After many calls between the account manager, Jeremy, and the FBI and ATF, on this situation, we learned that the authorities were able to issue a subpoena at the home of Scott Michael Petri. We are not sure how all this went down but we speculate that the FBI was able to leverage the information obtained in the video of the ATM robbery. According to law enforcement, one of the suspects bragged to a confidential informant about the crime. Upon serving a subpoena at the suspects home, the Law enforcement authorities say they found a drill, a gas cylinder, clothing and other incriminating evidence in his home that matched the items in the surveillance video during the crime.

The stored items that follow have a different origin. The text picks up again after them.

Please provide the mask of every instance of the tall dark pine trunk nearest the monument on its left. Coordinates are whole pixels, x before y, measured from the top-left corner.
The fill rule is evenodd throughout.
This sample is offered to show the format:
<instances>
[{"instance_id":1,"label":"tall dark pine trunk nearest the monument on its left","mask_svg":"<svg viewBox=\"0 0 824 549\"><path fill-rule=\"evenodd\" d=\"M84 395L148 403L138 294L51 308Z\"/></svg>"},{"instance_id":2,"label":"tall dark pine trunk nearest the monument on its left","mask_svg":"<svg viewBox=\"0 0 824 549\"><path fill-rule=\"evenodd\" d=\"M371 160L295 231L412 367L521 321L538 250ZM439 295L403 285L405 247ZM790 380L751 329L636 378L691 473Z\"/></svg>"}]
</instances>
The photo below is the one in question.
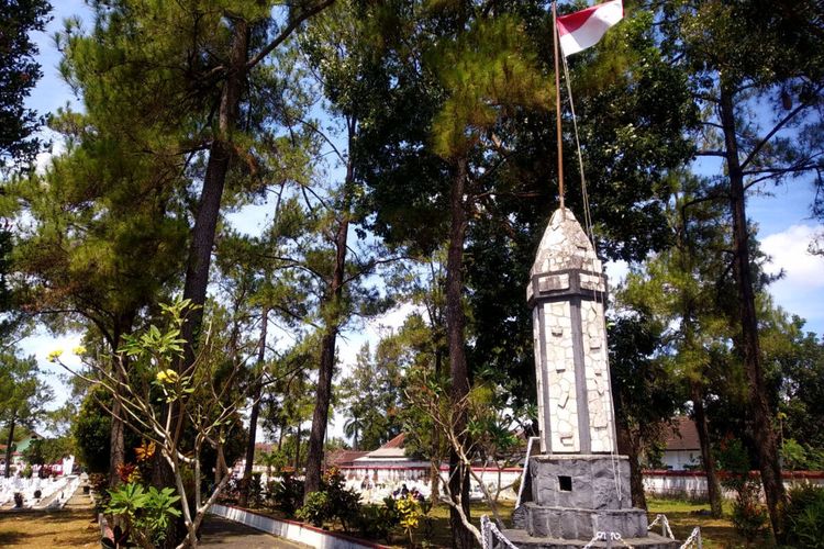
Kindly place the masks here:
<instances>
[{"instance_id":1,"label":"tall dark pine trunk nearest the monument on its left","mask_svg":"<svg viewBox=\"0 0 824 549\"><path fill-rule=\"evenodd\" d=\"M456 163L455 178L449 200L450 227L449 249L446 258L446 327L449 340L450 367L450 400L453 410L461 410L456 418L455 432L463 433L466 427L465 399L469 394L469 372L464 348L464 240L467 229L466 192L467 165L460 158ZM461 435L460 444L466 447L467 441ZM469 471L459 463L455 449L449 452L449 492L453 500L460 494L464 513L469 517ZM453 534L453 547L469 549L475 544L475 537L464 527L460 516L455 508L449 508L449 526Z\"/></svg>"}]
</instances>

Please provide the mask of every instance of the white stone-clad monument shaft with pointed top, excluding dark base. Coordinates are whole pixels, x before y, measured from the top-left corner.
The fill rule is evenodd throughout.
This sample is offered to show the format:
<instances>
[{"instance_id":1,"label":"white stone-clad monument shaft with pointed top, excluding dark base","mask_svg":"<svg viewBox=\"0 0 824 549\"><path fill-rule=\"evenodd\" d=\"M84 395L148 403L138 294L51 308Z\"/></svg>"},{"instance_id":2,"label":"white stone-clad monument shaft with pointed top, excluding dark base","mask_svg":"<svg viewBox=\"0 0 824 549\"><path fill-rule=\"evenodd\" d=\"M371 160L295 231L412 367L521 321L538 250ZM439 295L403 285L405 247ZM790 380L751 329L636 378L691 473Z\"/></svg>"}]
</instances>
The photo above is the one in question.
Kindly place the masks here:
<instances>
[{"instance_id":1,"label":"white stone-clad monument shaft with pointed top, excluding dark base","mask_svg":"<svg viewBox=\"0 0 824 549\"><path fill-rule=\"evenodd\" d=\"M569 210L553 215L530 278L542 451L614 452L606 282L601 261Z\"/></svg>"}]
</instances>

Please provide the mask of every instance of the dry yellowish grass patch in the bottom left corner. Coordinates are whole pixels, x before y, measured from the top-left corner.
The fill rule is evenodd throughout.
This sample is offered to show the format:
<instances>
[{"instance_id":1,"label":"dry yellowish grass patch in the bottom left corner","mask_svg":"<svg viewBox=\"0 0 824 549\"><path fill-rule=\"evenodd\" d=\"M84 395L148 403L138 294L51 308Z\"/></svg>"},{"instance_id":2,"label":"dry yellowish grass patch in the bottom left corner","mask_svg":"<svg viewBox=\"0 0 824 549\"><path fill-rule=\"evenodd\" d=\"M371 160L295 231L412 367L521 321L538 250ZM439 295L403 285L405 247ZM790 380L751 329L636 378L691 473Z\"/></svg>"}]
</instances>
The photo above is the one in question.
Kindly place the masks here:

Court documents allege (and video shows) Petri used a cordless drill to make two holes in the ATM machine’s housing. A second unidentified suspect (now in custody) approached the ATM with an open flame (see video, looks like a cigarette) and lit a fuse.  The suspects drove to the other side of the gas station and the ATM exploded. See the entire ATM robbery (edited for time) in the video above.

Suspect_Searching

The suspect (circled) is searching for the cash box after the ATM robbery explosion

The August robbery was the second time this year an explosive device was used on an ATM in San Diego, according to the FBI.

**** UPDATE ****

October 5, 2017

Scott Michael Petri faces a charge of using an explosive to damage property relating to a robbery at the Chevron Station and Pit Stop Car Wash on Miramar Road just south of the 15 Freeway entrance. The suspect was picked up and booked on October 5th and transferred into Federal custody and is being held in the Federal Prison in Downtown San Diego by the ATF. Bail has been set at $250,000.

ATM_Suspect_Arrested

Public arrest records for Scott Michael Petri. One of the suspects in the ATM robbery.